Reliability engineering and management systems provide a time-proven framework for managing the risk, reliability, availability, OEE and cost of operation of our machines and manufacturing processes over the life cycle. Conceived to assure safety and reliability in commercial and military aviation, nuclear power and other reliability-critical industries and applications, these systems are easily adapted and right-sized to fit the needs of the manufacturing and process industries – any business for that matter. Reliability System Deployment (RSD) enables you transition your organization to the upper quartile of EAM performance.

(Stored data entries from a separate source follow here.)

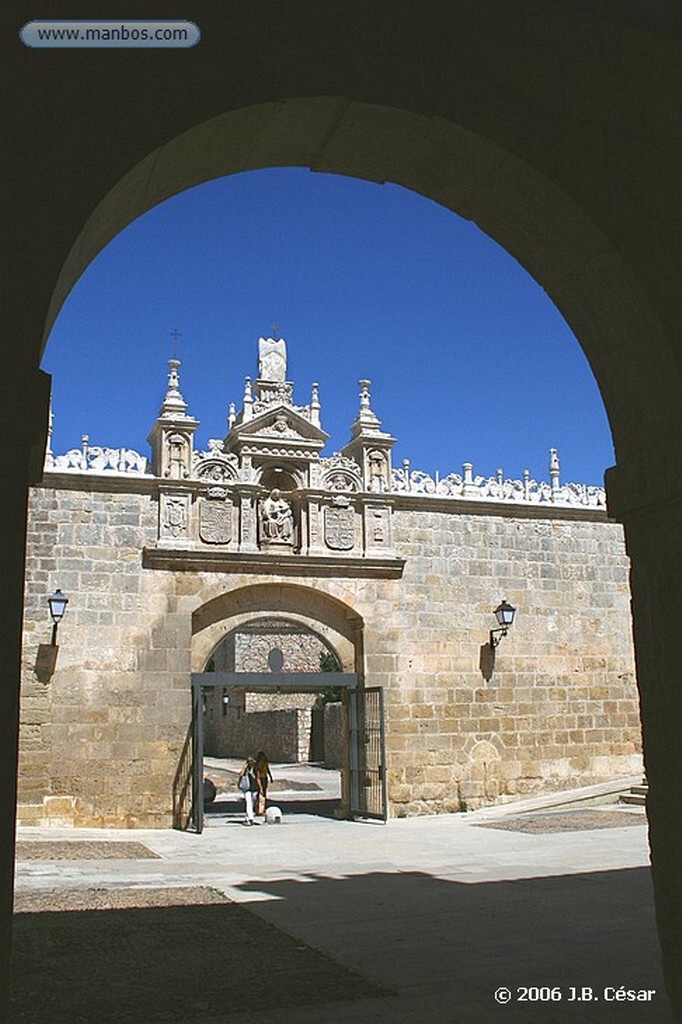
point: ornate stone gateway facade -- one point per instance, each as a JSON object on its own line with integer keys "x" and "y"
{"x": 395, "y": 570}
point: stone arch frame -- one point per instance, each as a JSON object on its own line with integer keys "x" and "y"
{"x": 583, "y": 139}
{"x": 283, "y": 620}
{"x": 273, "y": 466}
{"x": 336, "y": 623}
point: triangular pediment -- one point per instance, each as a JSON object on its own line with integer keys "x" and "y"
{"x": 280, "y": 423}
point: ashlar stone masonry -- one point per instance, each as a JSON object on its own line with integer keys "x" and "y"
{"x": 397, "y": 572}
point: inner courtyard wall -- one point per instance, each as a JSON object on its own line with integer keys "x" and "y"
{"x": 555, "y": 706}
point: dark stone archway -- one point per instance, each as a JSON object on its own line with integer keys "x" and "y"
{"x": 554, "y": 129}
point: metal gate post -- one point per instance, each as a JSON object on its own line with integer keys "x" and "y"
{"x": 198, "y": 758}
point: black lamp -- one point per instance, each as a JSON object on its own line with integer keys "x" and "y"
{"x": 57, "y": 603}
{"x": 505, "y": 616}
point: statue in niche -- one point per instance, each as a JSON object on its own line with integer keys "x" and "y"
{"x": 271, "y": 359}
{"x": 377, "y": 465}
{"x": 177, "y": 469}
{"x": 276, "y": 518}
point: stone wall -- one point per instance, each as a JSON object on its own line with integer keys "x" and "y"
{"x": 554, "y": 707}
{"x": 285, "y": 735}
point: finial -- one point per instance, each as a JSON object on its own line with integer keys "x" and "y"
{"x": 314, "y": 404}
{"x": 50, "y": 421}
{"x": 365, "y": 393}
{"x": 554, "y": 470}
{"x": 175, "y": 334}
{"x": 173, "y": 403}
{"x": 248, "y": 400}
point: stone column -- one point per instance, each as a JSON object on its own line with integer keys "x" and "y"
{"x": 28, "y": 410}
{"x": 652, "y": 520}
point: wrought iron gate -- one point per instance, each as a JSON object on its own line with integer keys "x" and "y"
{"x": 367, "y": 742}
{"x": 368, "y": 754}
{"x": 188, "y": 781}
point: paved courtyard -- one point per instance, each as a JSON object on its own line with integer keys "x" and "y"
{"x": 322, "y": 921}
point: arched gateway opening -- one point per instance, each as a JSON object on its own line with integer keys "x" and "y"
{"x": 280, "y": 668}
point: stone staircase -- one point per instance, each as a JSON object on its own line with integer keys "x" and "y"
{"x": 636, "y": 796}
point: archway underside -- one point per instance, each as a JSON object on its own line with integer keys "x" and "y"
{"x": 521, "y": 209}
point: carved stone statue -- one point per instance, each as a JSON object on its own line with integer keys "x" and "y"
{"x": 276, "y": 518}
{"x": 377, "y": 464}
{"x": 271, "y": 359}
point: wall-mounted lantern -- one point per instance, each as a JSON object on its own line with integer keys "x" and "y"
{"x": 505, "y": 616}
{"x": 57, "y": 604}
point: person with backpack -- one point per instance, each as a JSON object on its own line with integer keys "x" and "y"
{"x": 263, "y": 776}
{"x": 248, "y": 785}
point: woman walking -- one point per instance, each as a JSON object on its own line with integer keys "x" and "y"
{"x": 248, "y": 784}
{"x": 263, "y": 776}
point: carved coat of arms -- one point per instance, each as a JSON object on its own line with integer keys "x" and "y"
{"x": 339, "y": 527}
{"x": 215, "y": 521}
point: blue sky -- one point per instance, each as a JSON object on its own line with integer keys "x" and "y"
{"x": 468, "y": 357}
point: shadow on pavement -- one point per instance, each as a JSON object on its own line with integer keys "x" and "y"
{"x": 442, "y": 947}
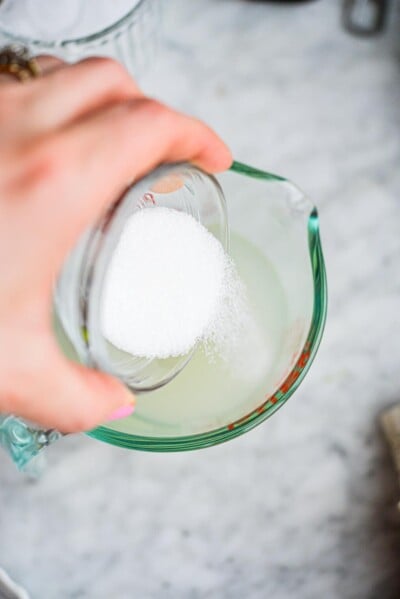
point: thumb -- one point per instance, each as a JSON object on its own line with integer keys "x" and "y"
{"x": 72, "y": 398}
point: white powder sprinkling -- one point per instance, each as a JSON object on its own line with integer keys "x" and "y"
{"x": 165, "y": 285}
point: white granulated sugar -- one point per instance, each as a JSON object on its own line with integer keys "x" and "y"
{"x": 165, "y": 285}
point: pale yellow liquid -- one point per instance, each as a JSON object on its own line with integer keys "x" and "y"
{"x": 210, "y": 393}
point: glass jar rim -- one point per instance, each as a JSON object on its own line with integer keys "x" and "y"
{"x": 292, "y": 381}
{"x": 93, "y": 37}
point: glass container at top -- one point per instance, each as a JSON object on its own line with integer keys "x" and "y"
{"x": 126, "y": 30}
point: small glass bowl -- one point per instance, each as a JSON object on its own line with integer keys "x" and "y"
{"x": 281, "y": 226}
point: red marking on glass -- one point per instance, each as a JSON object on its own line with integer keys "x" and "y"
{"x": 148, "y": 197}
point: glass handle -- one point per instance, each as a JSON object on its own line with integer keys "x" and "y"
{"x": 23, "y": 442}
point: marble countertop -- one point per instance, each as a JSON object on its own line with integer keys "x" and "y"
{"x": 303, "y": 506}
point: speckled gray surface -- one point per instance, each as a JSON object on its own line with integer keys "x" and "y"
{"x": 304, "y": 506}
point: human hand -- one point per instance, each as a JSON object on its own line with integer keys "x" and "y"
{"x": 70, "y": 143}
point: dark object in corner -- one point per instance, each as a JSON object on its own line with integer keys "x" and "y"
{"x": 364, "y": 17}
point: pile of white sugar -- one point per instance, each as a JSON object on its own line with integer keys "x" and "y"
{"x": 166, "y": 285}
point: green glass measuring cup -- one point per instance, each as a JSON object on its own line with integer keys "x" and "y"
{"x": 275, "y": 243}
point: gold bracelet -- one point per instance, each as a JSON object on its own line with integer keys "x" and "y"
{"x": 16, "y": 60}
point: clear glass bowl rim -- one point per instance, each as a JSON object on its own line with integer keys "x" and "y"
{"x": 272, "y": 403}
{"x": 45, "y": 44}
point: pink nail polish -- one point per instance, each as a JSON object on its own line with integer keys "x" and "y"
{"x": 122, "y": 413}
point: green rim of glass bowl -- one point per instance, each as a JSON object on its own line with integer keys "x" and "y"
{"x": 136, "y": 11}
{"x": 287, "y": 388}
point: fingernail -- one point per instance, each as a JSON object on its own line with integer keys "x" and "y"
{"x": 122, "y": 413}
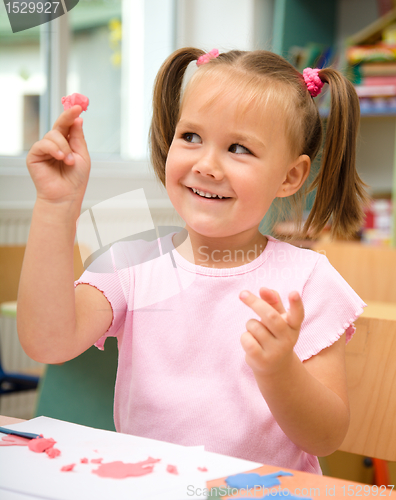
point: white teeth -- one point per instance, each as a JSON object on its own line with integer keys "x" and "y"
{"x": 206, "y": 195}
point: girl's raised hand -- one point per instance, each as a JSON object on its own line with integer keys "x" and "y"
{"x": 269, "y": 343}
{"x": 59, "y": 164}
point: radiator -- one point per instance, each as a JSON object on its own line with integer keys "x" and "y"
{"x": 14, "y": 230}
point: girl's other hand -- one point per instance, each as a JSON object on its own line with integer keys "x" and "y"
{"x": 269, "y": 343}
{"x": 59, "y": 164}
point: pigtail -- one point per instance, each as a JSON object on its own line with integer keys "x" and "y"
{"x": 166, "y": 105}
{"x": 340, "y": 191}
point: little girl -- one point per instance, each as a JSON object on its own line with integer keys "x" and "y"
{"x": 247, "y": 356}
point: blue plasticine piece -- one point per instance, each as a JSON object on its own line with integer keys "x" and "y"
{"x": 253, "y": 479}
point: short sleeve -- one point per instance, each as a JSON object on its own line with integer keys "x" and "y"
{"x": 330, "y": 305}
{"x": 106, "y": 276}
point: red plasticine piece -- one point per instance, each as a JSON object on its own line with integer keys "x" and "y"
{"x": 67, "y": 468}
{"x": 172, "y": 469}
{"x": 52, "y": 452}
{"x": 39, "y": 445}
{"x": 120, "y": 470}
{"x": 73, "y": 99}
{"x": 10, "y": 440}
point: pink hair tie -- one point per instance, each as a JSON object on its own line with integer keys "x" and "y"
{"x": 207, "y": 57}
{"x": 313, "y": 81}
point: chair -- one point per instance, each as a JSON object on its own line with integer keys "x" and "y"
{"x": 371, "y": 354}
{"x": 11, "y": 258}
{"x": 82, "y": 389}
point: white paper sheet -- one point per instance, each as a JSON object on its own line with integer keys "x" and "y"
{"x": 32, "y": 474}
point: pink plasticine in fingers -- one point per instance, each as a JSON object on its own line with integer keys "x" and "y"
{"x": 73, "y": 99}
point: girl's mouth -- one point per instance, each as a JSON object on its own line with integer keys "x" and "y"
{"x": 207, "y": 196}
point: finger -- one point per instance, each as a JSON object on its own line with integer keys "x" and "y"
{"x": 268, "y": 315}
{"x": 51, "y": 148}
{"x": 77, "y": 139}
{"x": 259, "y": 331}
{"x": 295, "y": 315}
{"x": 250, "y": 345}
{"x": 62, "y": 143}
{"x": 272, "y": 297}
{"x": 66, "y": 120}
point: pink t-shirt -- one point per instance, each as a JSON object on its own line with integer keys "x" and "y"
{"x": 182, "y": 375}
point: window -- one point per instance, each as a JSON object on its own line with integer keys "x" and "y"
{"x": 109, "y": 50}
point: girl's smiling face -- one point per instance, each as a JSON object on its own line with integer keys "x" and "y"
{"x": 226, "y": 147}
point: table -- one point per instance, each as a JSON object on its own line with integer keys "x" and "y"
{"x": 300, "y": 483}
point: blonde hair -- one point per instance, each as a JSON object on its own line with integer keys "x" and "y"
{"x": 267, "y": 77}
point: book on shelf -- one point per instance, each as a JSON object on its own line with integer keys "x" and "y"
{"x": 377, "y": 69}
{"x": 375, "y": 90}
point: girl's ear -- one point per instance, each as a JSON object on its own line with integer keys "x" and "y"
{"x": 295, "y": 177}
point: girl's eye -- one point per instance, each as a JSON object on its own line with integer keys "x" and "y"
{"x": 190, "y": 137}
{"x": 237, "y": 148}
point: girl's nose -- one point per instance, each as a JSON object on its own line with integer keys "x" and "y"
{"x": 209, "y": 164}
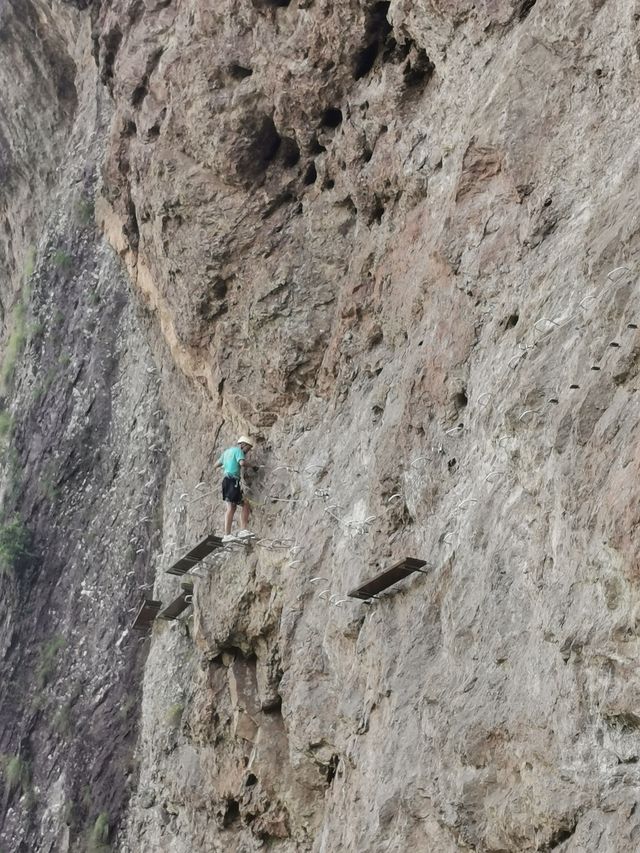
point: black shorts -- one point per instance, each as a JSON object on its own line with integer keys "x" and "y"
{"x": 231, "y": 491}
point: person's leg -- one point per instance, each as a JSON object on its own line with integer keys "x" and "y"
{"x": 228, "y": 517}
{"x": 245, "y": 514}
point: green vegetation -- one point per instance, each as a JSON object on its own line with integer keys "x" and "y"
{"x": 30, "y": 262}
{"x": 15, "y": 345}
{"x": 14, "y": 545}
{"x": 47, "y": 660}
{"x": 62, "y": 259}
{"x": 6, "y": 424}
{"x": 15, "y": 773}
{"x": 99, "y": 837}
{"x": 62, "y": 720}
{"x": 85, "y": 211}
{"x": 174, "y": 715}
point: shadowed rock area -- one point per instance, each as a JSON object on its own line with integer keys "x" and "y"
{"x": 396, "y": 243}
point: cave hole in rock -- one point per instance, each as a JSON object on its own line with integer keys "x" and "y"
{"x": 315, "y": 147}
{"x": 239, "y": 72}
{"x": 377, "y": 32}
{"x": 219, "y": 289}
{"x": 232, "y": 812}
{"x": 310, "y": 175}
{"x": 377, "y": 213}
{"x": 332, "y": 768}
{"x": 112, "y": 42}
{"x": 139, "y": 94}
{"x": 264, "y": 143}
{"x": 290, "y": 152}
{"x": 331, "y": 117}
{"x": 460, "y": 399}
{"x": 418, "y": 70}
{"x": 525, "y": 8}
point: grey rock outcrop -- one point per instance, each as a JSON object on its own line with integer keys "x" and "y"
{"x": 398, "y": 243}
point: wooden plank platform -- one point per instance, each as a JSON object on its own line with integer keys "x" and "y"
{"x": 195, "y": 555}
{"x": 179, "y": 604}
{"x": 387, "y": 578}
{"x": 146, "y": 614}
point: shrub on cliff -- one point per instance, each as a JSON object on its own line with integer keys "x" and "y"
{"x": 14, "y": 545}
{"x": 99, "y": 838}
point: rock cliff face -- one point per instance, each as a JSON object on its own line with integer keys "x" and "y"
{"x": 397, "y": 242}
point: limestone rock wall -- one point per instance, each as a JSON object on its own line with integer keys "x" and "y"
{"x": 397, "y": 242}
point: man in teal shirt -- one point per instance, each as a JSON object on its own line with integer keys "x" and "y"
{"x": 232, "y": 461}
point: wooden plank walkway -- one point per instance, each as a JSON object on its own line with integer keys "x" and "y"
{"x": 387, "y": 578}
{"x": 195, "y": 555}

Lean & Reliable Equipment Asset Management can materially affect your income statement, balance sheet, return on net assets (RONA) and share price. The difference in performance on key performance indicators is, according to research, stark by contrast. When one considers the implications of moving from lower quartile to upper quartile performance on the financial performance of an equipment asset dependent manufacturing or process industry firm, management can’t stand idly by. Even a small improvement on overall equipment effectiveness (OEE) can dramatically improve your profitability. Moreover, the improvements are gained by managing your current investment in plant more effectively utilizing proven risk and reliability management tools and techniques - so it’s a very cost effective way to create distance between you and your competitors and satisfy the wants and requirements of your leadership.